Mais alors, comment parler de la connerie en évitant d’en faire une ? Je n’ai pas de réponse à cette question. Comment m’y suis-je pris pour écrire « Les Contes de la Connerie Collective » et maintenant « Le Tao de la Connerie Ordinaire » ? Assez simplement, en partageant mon expérience personnelle de la connerie, celle que je connais le mieux, ma Connerie à moi. Je l’ai pratiquée pendant des années, je l’ai peaufinée, choyée, et encore maintenant, je suis sûr d’être un Con aux yeux de certains, c’est normal, c’est notre lot à tous !
Il ne s’agit pas de parler de la connerie sous toutes ses formes et dans tous les domaines !
Il est clair qu’elle est présente partout. Ce que j’ai à transmettre concerne la connerie qui peut freiner voire empêcher les transformations managériales et l’innovation en entreprise. C’est sur ce thème que j’ai pris un peu de recul, non pas pour juger, mais pour décrire, de façon romancée (Les Contes) ou poétique (Le Tao de la Connerie Ordinaire), les effets de la Connerie, sa source, comment elle se propage si on n’y prête pas attention. Tout est dit dans cette dernière phrase : « si on n’y prête pas attention. »
J’ai eu la chance d’avoir des collègues, des amis, de la famille, des enfants, qui n’ont jamais hésité à me faire toucher du doigt ma connerie, mon ignorance, me permettant ainsi d’ouvrir les yeux sur son étendue et surtout sur le fait que je n’étais pas conscient d’être ignorant ! Ils ont fait en sorte que j’apprenne, non pas à être moins con, non, mais à y prêter attention, à accepter que la connerie fait partie de la vie.

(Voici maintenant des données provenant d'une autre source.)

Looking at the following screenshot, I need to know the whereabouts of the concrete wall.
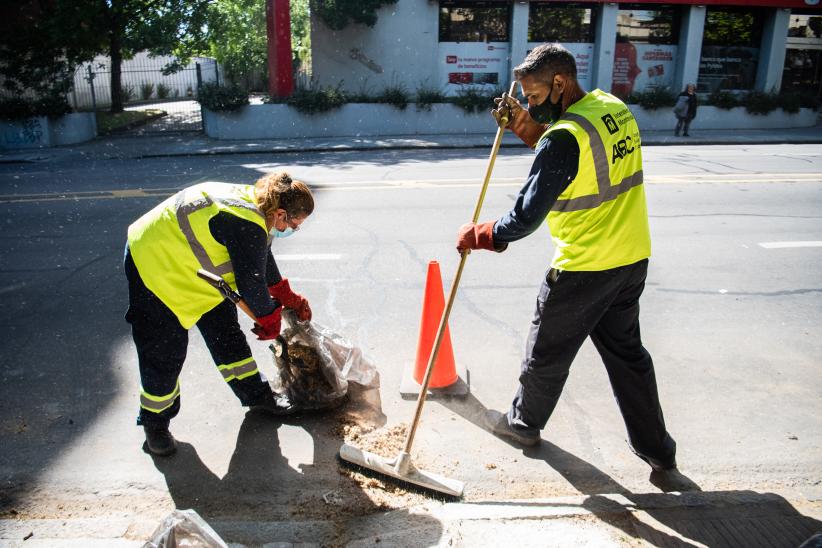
[203,103,496,139]
[311,0,439,94]
[674,6,705,90]
[755,9,791,92]
[0,112,97,150]
[203,103,816,139]
[631,105,817,133]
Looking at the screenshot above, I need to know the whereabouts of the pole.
[86,64,97,112]
[265,0,294,97]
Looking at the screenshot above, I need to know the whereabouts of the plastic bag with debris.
[143,510,228,548]
[271,310,377,409]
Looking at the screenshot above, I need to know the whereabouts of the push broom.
[340,82,516,497]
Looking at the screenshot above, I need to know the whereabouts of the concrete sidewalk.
[0,491,822,548]
[0,125,822,163]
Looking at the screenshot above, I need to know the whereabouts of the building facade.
[312,0,822,98]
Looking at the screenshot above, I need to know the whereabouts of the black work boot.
[248,392,300,417]
[143,425,177,457]
[628,440,676,472]
[485,409,540,447]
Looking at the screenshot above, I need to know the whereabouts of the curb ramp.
[0,491,822,548]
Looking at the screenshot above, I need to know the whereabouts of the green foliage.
[0,0,210,112]
[799,90,819,110]
[310,0,397,30]
[742,91,779,115]
[208,0,268,88]
[708,89,740,110]
[452,86,505,114]
[291,0,311,72]
[0,97,34,121]
[628,88,677,110]
[703,8,762,47]
[140,82,154,101]
[0,95,71,121]
[120,84,135,103]
[417,83,447,110]
[777,93,802,114]
[286,83,348,114]
[96,109,166,135]
[197,83,248,111]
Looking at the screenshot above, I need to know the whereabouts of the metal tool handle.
[197,268,257,322]
[403,80,517,454]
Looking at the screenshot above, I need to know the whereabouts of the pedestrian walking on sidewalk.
[125,173,314,456]
[457,44,676,469]
[674,84,696,137]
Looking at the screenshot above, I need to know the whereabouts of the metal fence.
[68,53,220,134]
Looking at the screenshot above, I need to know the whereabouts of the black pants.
[509,260,676,460]
[125,249,270,426]
[674,116,691,135]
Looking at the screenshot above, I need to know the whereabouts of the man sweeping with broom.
[457,44,676,470]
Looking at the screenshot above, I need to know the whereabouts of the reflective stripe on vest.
[140,379,180,413]
[551,113,642,212]
[128,183,267,329]
[175,192,265,276]
[542,90,651,271]
[217,357,257,382]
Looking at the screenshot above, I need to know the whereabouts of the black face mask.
[528,86,565,124]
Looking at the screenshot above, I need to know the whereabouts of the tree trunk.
[108,1,123,114]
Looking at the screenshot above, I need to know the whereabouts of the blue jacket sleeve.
[494,130,579,246]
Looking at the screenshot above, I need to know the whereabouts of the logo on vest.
[602,114,619,135]
[611,137,636,165]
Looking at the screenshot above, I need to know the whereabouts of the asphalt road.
[0,145,822,540]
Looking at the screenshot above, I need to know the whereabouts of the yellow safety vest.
[540,89,651,271]
[128,183,268,329]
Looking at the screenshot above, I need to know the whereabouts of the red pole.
[265,0,294,97]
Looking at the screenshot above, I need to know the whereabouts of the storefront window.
[611,4,680,99]
[437,0,511,95]
[528,2,596,43]
[788,12,822,38]
[528,2,597,89]
[781,10,822,99]
[697,7,764,93]
[440,1,511,42]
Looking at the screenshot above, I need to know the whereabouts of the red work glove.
[457,222,496,253]
[251,307,283,341]
[491,93,548,148]
[268,278,311,322]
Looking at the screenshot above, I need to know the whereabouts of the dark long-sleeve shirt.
[208,211,282,317]
[494,129,579,246]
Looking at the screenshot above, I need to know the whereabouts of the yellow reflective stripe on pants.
[140,380,180,413]
[217,357,257,382]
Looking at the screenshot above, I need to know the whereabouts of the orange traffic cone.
[400,261,468,396]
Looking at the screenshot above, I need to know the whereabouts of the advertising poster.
[439,42,510,95]
[611,42,678,99]
[532,42,594,91]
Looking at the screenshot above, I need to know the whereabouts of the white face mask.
[271,226,295,238]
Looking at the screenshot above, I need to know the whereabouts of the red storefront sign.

Avec ces livres, je souhaite simplement inviter les lecteurs impliqués (ou simplement intéressés) dans l’innovation et les transformations managériales à prêter attention à ce qui pourrait devenir Connerie de leur part, sans tomber dans le jugement ni dans la leçon. Il serait impossible de donner des leçons générales car la connerie dépend du référentiel de chacun. Par contre, il est tout à fait possible à qui veut bien y prêter attention de tirer son propre enseignement de ses observations.
Dans le cadre de l’innovation en entreprise et des transformations managériales, Le Tao présente la Connerie Ordinaire, celle de nos quotidiens de manager, de leader, de responsable, d’équipier, celle insidieuse qui se faufile entre nos pensées, se nourrit de nos zones d’ombre et finit par rendre complexe voire impossible tout changement pourtant porteur de valeur pour les personnes, l’équipe et l’entreprise. Par réflection, le lecteur a la possibilité d’y prêter attention et, pourquoi pas, de dévoiler la Sagesse cachée au sein de la Connerie Ordinaire.